Colà, alle grida degli ufficiali, si erano prontamente radunati gli uomini della batteria. Erano sessanta o settanta, ma i pirati non si fermarono a contarli e si gettarono furiosamente sulle punte delle baionette impegnando una lotta titanica. Avventando colpi disperati, troncando braccia e spaccando teste, urlando per spargere maggior terrore, cadendo e rialzandosi, ora indietreggiando ed ora avanzando, per alcuni minuti tennero testa a tutti quei nemici, ma, moschettati dagli uomini delle coffe, sciabolati a tergo, incalzati dinanzi alle baionette, quei valorosi caddero.

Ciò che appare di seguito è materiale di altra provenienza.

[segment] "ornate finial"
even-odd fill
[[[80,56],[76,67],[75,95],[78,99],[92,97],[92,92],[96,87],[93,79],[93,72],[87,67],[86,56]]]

Sandokan e quattro altri, coperti di ferite, colle armi insanguinate fino all'impugnatura, con uno sforzo poderoso si aprirono il passo e tentarono di guadagnare la prua, per arrestare a colpi di cannone quella valanga d'uomini.
A metà del ponte Sandokan cadde colpito in pieno petto da una palla di carabina, ma subito si rialzò, urlando: — Ammazza! Ammazza!... Gli inglesi si avanzavano a passo di carica colle baionette calate. L'urto fu mortale.
I quattro pirati che si erano gettati dinanzi al loro capitano per coprirlo, sparvero fra una scarica di fucili, rimanendo stecchiti; ma non così accadde alla Tigre della Malesia.
Il formidabile uomo, malgrado la ferita che mandava fiotti di sangue, con un salto immenso raggiunse la murata di babordo, abbatté col troncone della scimitarra un gabbiere che cercava di trattenerlo e si gettò a capofitto in mare, scomparendo sotto i neri flutti.